Perhaps more pertinent to the metabolic syndrome onset are our results on an increased activity of the glucose 6-phosphate dehydrogenase, the other reticular enzymes involved in metabolizing G6P. This enzyme represents the limiting step in the pentose phosphate shunt pathway, and the conversion of G6P to 6-phosphogluconolactone catalyzed by the enzyme is coupled to the reduction of NADP to NADPH. This endo-reticular pool of reduced pyridine nucleotide can then be used for fatty acids and cholesterol synthesis within the hepatocyte. More importantly, the NADPH reticular pool can be used by the 11-β-hydrosteroid dehydrogenase-1 to reduce cortisone to cortisol within the hepatocyte as attested by the 30% increase in cortisol production under our experimental conditions. Recently, experimental and clinical evidence has associated the increased expression and/or activity of this enzyme with insulin resistance and obesity [14], two stigmata of the metabolic syndrome [3,4]. Preliminary experiments in our laboratory support the idea that Mg2+ deficiency results in reduced insulin receptor responsiveness (Romani, personal observation).
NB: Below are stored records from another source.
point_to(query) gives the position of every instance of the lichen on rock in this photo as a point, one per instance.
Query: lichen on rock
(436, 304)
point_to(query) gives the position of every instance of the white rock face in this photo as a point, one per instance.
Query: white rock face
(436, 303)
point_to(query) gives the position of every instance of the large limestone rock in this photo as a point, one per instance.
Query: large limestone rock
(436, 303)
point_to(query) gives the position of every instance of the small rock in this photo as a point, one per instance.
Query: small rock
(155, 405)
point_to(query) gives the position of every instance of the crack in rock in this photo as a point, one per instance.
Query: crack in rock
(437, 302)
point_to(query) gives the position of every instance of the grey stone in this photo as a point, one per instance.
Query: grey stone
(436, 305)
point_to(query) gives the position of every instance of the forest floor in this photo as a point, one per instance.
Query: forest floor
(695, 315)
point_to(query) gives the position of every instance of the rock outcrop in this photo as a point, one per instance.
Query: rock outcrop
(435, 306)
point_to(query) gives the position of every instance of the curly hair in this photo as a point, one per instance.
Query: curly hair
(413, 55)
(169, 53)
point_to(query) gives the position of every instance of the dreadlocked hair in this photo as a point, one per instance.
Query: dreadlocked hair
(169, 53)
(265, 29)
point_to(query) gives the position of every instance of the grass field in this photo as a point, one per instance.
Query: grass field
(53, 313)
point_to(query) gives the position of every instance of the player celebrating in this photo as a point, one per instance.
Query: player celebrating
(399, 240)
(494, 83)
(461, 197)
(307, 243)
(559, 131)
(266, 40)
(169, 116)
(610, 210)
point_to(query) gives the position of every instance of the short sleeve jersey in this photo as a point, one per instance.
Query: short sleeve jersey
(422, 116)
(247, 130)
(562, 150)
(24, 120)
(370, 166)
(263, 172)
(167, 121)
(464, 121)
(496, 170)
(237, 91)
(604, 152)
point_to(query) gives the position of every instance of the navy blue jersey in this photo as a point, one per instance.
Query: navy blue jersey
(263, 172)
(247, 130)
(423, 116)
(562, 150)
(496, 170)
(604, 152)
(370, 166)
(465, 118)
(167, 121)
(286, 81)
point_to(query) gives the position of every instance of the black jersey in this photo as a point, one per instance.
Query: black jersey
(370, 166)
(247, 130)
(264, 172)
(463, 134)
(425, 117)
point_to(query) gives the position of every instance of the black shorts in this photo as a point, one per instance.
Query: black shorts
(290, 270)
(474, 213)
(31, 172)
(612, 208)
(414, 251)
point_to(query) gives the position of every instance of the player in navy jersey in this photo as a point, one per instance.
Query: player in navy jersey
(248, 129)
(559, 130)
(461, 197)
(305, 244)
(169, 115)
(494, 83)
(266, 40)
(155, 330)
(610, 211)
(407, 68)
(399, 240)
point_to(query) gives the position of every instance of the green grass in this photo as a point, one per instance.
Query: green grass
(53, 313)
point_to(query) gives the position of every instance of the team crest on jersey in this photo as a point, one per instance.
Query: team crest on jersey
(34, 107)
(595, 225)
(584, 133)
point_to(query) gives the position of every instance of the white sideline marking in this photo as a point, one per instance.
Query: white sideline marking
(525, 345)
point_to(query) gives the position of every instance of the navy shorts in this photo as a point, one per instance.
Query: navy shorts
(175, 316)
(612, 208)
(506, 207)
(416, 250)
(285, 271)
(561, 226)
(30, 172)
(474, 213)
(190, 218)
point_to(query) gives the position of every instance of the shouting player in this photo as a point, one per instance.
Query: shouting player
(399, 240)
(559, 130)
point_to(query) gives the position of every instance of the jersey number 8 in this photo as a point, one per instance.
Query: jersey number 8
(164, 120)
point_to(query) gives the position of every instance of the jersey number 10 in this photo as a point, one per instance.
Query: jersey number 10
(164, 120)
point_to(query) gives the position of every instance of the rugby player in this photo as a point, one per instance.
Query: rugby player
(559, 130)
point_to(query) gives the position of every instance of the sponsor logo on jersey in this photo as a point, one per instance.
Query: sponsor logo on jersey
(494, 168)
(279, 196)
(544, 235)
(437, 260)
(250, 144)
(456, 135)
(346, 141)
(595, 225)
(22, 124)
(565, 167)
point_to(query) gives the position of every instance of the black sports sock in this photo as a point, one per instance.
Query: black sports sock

It remains to be elucidated as to whether the decrease in insulin response depends directly on the Mg2+ deficiency, which impairs the autophosphorylation of the insulin receptor and the subsequent activation of the insulin receptor substrate, as observed in skeletal muscles of Mg2+ deficient animals [19], or indirectly through the G6PDNADPHcortisol up-regulation observed under our experimental conditions. In this respect, studies are being carried out in our laboratory to determine whether Mg2+ deficiency also promotes G6PD gene expression in addition to increasing G6PD enzymatic activity.

Because the hepatocytes are able to interchangeably utilize glucose or fatty acids for energetic purposes, it could be argued that the increased G6PD activity should results in more NADPH being routed towards the synthesis of fatty acids, which the hepatocytes should be able to utilize as energetic substrates for metabolic purposes without experiencing a decrease in ATP content. Yet, this does not appear to be the case. In addition, both fetal and bovine calf serum, which are commonly utilized in cell culture to support cell growth, have significant levels of short chain fatty acids that the HepG2 cells could use for energy purposes. Thus, the possibility that the reduced ATP content measured in HepG2 Mg2+-deficient cells might depend on energetic substrate restriction (i.e. only glucose in the culture medium) is also not supported. Although more detailed experiments need to be carried out to elucidate the reasons behind the inability of Mg2+ deficient HepG2 cells to sustain their ATP level, it is possible that less than optimal Mg2+ content within the mitochondria, another major cellular pool for this cation [6] affects the organelle β-oxidation.

Irrespective of the mechanism behind the reduced ATP production (or increased ATP consumption), an increase in G6PD activity has been related to increased lipid dysfunction and insulin resistance [20], thus landing support to our observation and its experimental and clinical relevance.

To our knowledge, this is the first study that has provided a cause-effect link between Mg2+ deficiency and some of the metabolic alterations present in the metabolic syndrome, namely altered glucose metabolism, insulin resistance, and possibly obesity. Because of the novelty of our observation, several questions are still in need of a more thoroughly investigation including the validation of our data in human subjects.